For anyone that remembers English classes at university or poetry 101, The Green Knight takes its cues from the poem of Sir Gawain and the Green Knight that was written hundreds of years ago by an anonymous person. Over the years, there have been a few takes on this poem, but none quite like Lowery's vision. Lowery is the perfect purveyor of cinema and anyone can see how his love of film continues to grow. His first film Ain't Them Body Saints paid a little tribute to Texas' own Terrence Malick, whereas the slow burn of the psychological horror movies of a few decades ago inspired A Ghost Story, to even the dramatic and emotional side that Spielberg explores in kid's films with Pete's Dragon. With all of these films, no matter how big or small - they all feel grounded and personal, which is truly exciting and forms this magic bond with the audience and the characters on screen. The Green Knight is no different and plays perfectly to these elements.

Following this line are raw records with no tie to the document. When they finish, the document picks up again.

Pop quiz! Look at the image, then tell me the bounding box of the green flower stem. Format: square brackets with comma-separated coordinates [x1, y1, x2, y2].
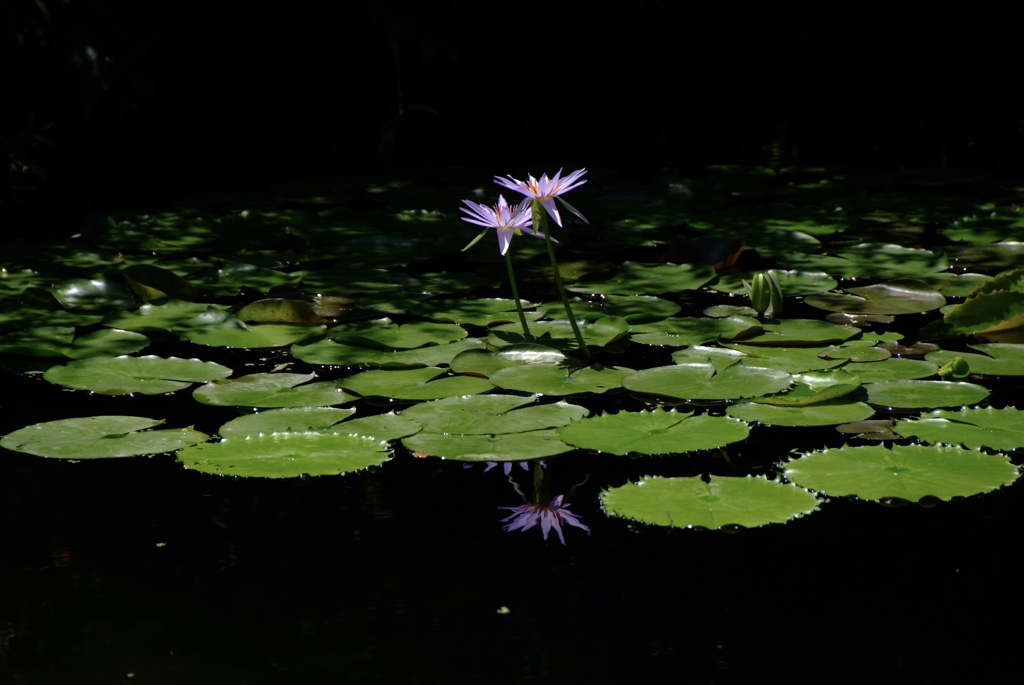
[504, 249, 531, 337]
[532, 201, 590, 363]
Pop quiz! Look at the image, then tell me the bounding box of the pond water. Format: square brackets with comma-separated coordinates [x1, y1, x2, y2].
[2, 164, 1024, 683]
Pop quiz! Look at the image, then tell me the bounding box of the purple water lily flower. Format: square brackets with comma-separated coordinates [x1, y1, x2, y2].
[500, 494, 590, 545]
[494, 168, 588, 227]
[460, 194, 543, 256]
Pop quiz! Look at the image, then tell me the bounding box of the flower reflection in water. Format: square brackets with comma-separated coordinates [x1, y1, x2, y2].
[501, 494, 590, 545]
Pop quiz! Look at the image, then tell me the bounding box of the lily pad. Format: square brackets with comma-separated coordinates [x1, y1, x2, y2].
[1, 416, 209, 459]
[328, 318, 467, 350]
[397, 395, 586, 434]
[218, 407, 358, 438]
[727, 399, 875, 427]
[600, 475, 820, 530]
[176, 432, 390, 478]
[863, 380, 989, 409]
[401, 429, 574, 462]
[194, 372, 358, 407]
[622, 363, 791, 401]
[894, 407, 1024, 451]
[783, 443, 1019, 502]
[292, 337, 485, 368]
[927, 344, 1024, 376]
[488, 363, 633, 397]
[559, 408, 749, 455]
[631, 316, 762, 348]
[573, 261, 717, 296]
[0, 327, 150, 360]
[339, 367, 492, 400]
[43, 355, 232, 395]
[804, 279, 945, 315]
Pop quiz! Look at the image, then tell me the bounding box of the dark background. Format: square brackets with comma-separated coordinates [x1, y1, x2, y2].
[4, 0, 1023, 232]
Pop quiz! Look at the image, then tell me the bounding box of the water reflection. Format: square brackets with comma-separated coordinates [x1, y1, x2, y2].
[499, 461, 589, 544]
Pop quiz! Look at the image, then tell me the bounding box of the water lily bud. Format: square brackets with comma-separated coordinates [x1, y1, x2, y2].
[748, 272, 772, 313]
[938, 356, 970, 380]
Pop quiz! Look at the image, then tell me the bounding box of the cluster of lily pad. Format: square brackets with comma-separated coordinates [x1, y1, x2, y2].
[2, 165, 1024, 539]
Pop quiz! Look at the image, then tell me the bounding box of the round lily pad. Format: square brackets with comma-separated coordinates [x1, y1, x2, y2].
[600, 475, 820, 530]
[727, 399, 875, 427]
[559, 408, 749, 456]
[863, 380, 989, 409]
[194, 372, 358, 407]
[622, 363, 791, 401]
[783, 443, 1019, 502]
[1, 416, 209, 459]
[894, 407, 1024, 451]
[43, 355, 232, 395]
[176, 432, 390, 478]
[401, 429, 574, 462]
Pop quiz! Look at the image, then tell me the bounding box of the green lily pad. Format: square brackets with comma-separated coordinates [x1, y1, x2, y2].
[194, 372, 358, 407]
[833, 244, 948, 280]
[488, 363, 633, 397]
[631, 316, 762, 348]
[729, 319, 860, 346]
[864, 380, 989, 409]
[489, 317, 630, 351]
[397, 395, 586, 434]
[1, 416, 209, 459]
[339, 367, 492, 400]
[622, 363, 791, 401]
[43, 355, 232, 395]
[218, 407, 358, 438]
[848, 357, 938, 382]
[540, 295, 681, 324]
[927, 344, 1024, 377]
[406, 298, 541, 326]
[559, 408, 749, 455]
[727, 399, 875, 427]
[573, 261, 717, 296]
[805, 279, 945, 315]
[234, 298, 329, 324]
[104, 300, 222, 332]
[448, 344, 571, 377]
[121, 264, 199, 302]
[894, 407, 1024, 451]
[720, 344, 846, 374]
[783, 443, 1019, 502]
[401, 429, 574, 462]
[328, 318, 467, 350]
[53, 277, 137, 310]
[292, 337, 485, 368]
[175, 308, 325, 348]
[600, 475, 820, 530]
[753, 369, 861, 406]
[176, 432, 390, 478]
[0, 327, 150, 360]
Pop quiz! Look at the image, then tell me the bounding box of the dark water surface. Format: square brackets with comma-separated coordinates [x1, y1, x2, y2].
[2, 353, 1023, 685]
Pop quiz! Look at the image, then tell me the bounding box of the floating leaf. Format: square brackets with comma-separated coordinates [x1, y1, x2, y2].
[194, 372, 357, 407]
[783, 443, 1019, 502]
[1, 416, 208, 459]
[402, 428, 574, 461]
[44, 355, 232, 395]
[805, 279, 945, 315]
[176, 432, 390, 478]
[218, 407, 358, 438]
[573, 261, 717, 296]
[600, 475, 820, 530]
[234, 298, 328, 324]
[329, 318, 467, 350]
[489, 363, 632, 397]
[753, 369, 861, 406]
[727, 399, 875, 427]
[894, 407, 1024, 451]
[927, 344, 1024, 376]
[175, 308, 324, 348]
[398, 395, 586, 434]
[864, 380, 989, 409]
[622, 363, 791, 401]
[0, 327, 149, 360]
[339, 367, 492, 400]
[559, 408, 749, 455]
[631, 316, 762, 347]
[292, 337, 485, 368]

The film follows Sir Gawain (Dev Patel) in his most fantastic role yet, as a young man who spends his days and evenings at a brothel and getting drunk. He's the epitome of a good time without a care in the world, but on this one Christmas day, his aunt and uncle - King Arthur (Sean Harris) and Queen Guinevere (Kate Dickie) of Camelot ask him to sit by them at dinner. Gawain is clearly out of his league as he looks out at the brae knights at the round table, which is where his uncle expresses that he regrets not getting to know him more over the years. Gawain isn't exactly surprised as he knows he's done nothing with his life when compared to the royalty in the room, but his aunt reassures him that in time, he will be worthy of all the compliments.
This is where Gawain's mother and magic woman Morgan summons The Green Knight, a half-man, half-giant tree rides into the room on Christmas day and wants to play a game as if he's Jigsaw from the Saw movies. The Green Knight challenges any knight in the room to take his ax and with one striking blow, kill him. If they do not kill him, they must return to his Green chapel one year later to the date and receive their punishment - death. Sir Gawain accepts, which results in his date with his destiny one year later. This is where the film really starts on its impeccable journey of self-discovery as Sir Gawain embarks to meet his match.
What follows is an adventure that can be thrown in different genres of film. One is romantic, the other is horror, and another could be fantasy, where Lowery flawlessly weaves each chapter of the story into a cohesive narrative led by Gawain as he's tempted at every turn to do the right thing. Again, this is similar to the story of being visited by ghosts on Christmas. On his journey, he crosses paths with a young man (Barry Keoghan), who is stealing from the dead on a battlefield. He visits a supernatural woman looking for help, crosses paths with gentle giants, and is accompanied by a side-kick fox that ultimately leads him to a luxurious castle full of temptation with some familiar faces. All of these trials and obstacles have Sir Gawain making direct choices that will ultimately impact his life and make him the man his aunt and uncle see in him. It also makes for such a phenomenal transition in character when he finally comes face to face with the green knight again.
Lowery's pitch-perfect eye behind the camera has fully immersed everything and everyone watching into this old world with the amazing use of practical and digital Weta visual effects. Each scene looks beautiful and haunting at the same time as if there is another real-world that was discovered and used as an actual location. It's a visually stunning picture from start to finish. Everyone turns in amazing performances including the dual role of Alicia Vikander, Sean Harris, and Kate Dickey, however, it's Dev Patel's moment to shine and he does with such courage. Daniel Hart has come back for another collaboration with Lowery to set the mood for the film with some natural music cues that adds to the entire tone of the film. The Green Knight is pure excellence.